報道発表

茂木外務大臣とグロッシー国際原子力機関(IAEA)事務局長との会談、ワーキング・ディナー及び署名式

令和8年6月26日
ALPS処理水に関する協力覚書の署名式において、茂木外務大臣とグロッシーIAEA事務局長が署名文書を手に握手する様子
茂木外務大臣がグロッシーIAEA事務局長とともに演壇に立ち、発言する様子

 6月26日、午後6時40分頃から約90分間、茂木敏充外務大臣は、訪日中のラファエル・マリアーノ・グロッシーIAEA事務局長との間で会談及びワーキング・ディナーを行いました。また、ALPS処理水に関する日本とIAEAとの間の協力覚書の延長に署名しました。
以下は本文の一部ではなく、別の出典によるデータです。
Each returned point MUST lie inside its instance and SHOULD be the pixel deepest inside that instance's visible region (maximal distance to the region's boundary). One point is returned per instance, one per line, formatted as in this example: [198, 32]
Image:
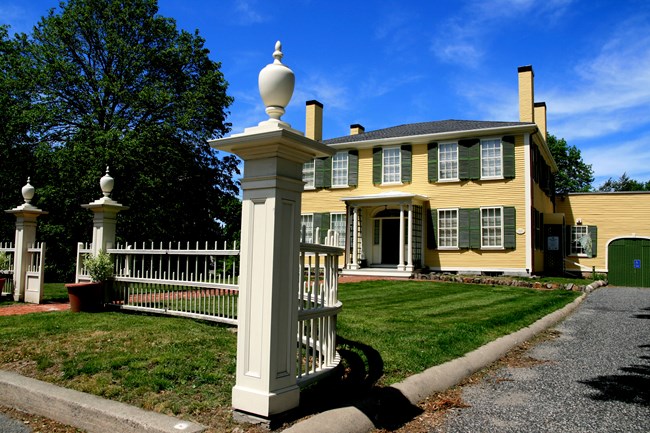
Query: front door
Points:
[390, 241]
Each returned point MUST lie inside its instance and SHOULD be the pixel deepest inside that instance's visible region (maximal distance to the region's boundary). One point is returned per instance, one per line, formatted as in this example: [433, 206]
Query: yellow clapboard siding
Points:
[461, 194]
[615, 215]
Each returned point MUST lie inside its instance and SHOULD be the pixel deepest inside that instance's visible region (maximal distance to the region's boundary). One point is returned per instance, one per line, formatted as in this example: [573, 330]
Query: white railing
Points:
[188, 280]
[318, 307]
[8, 248]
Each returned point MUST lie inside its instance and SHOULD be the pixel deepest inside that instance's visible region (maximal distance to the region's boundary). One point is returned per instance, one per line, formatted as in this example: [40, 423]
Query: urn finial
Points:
[276, 83]
[106, 183]
[28, 191]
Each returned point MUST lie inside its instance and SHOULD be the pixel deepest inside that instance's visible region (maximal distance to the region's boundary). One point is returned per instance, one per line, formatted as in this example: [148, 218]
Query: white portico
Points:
[385, 233]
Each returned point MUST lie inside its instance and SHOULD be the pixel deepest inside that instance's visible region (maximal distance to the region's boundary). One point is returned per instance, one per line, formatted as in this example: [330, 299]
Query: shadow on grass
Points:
[354, 383]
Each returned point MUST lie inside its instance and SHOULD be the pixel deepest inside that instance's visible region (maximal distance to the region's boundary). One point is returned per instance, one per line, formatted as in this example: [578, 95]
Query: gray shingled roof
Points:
[422, 128]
  1. 冒頭、茂木大臣から、グロッシー事務局長の訪日に対する歓迎の意を伝達した上で、日本は、核軍縮、核不拡散及び原子力の平和的利用といった核兵器不拡散条約(NPT)の3本柱のうち2本を担うIAEAの取組を重視している旨述べました。
  2. 茂木大臣から、先月の第11回NPT運用検討会議は、NPTの重要性や各国のNPTへのコミットメントを再確認する機会となった旨述べ、両者は、NPT体制の維持・強化に向けた更なる連携を図っていくことで一致しました。
  3. また、イランについては、茂木大臣から、先般署名された覚書に基づき、米イラン間で核問題が議論されていく中で、日本として、IAEAの貢献に期待するとともに、これを後押ししていく旨述べ、グロッシー事務局長からは、IAEAの取組や考えについて説明がありました。その上で、両者は、イランの核問題についても緊密に意思疎通しながら連携していく旨を確認しました。
  4. さらに、茂木大臣から、ALPS処理水の海洋放出の安全性について、IAEAと協力しつつ、国際社会に対して、科学的根拠に基づく、透明性の高い情報発信及び丁寧な説明を継続していく旨述べました。加えて、日本の原子力活動が専ら平和的であることを、IAEAが長年繰り返し確認してきていることは国際社会がよく認識しており、安全性及びセキュリティ対策を含め、今後とも、日本は透明性高く、IAEAと緊密に連携していく旨述べました。グロッシー事務局長からは、一昨日の福島への訪問にも触れ、今次訪問でも、ALPS処理水の海洋放出の安全性について、自ら確認することができた旨述べた上で、同海洋放出について、IAEAとして引き続き、完全な透明性をもって日本の取組に協力していく旨述べました。
  5. 加えて、両者は、原子力の平和的利用に関して、次世代革新炉及びフュージョンの社会実装の早期実現に向けたIAEAとの連携や、日本の企業や大学・研究機関とIAEAとの連携について意見交換するとともに、国際的な重要課題である北朝鮮の核問題やウクライナにおけるIAEAの活動についても意見交換し、引き続き緊密に連携していくことで一致しました。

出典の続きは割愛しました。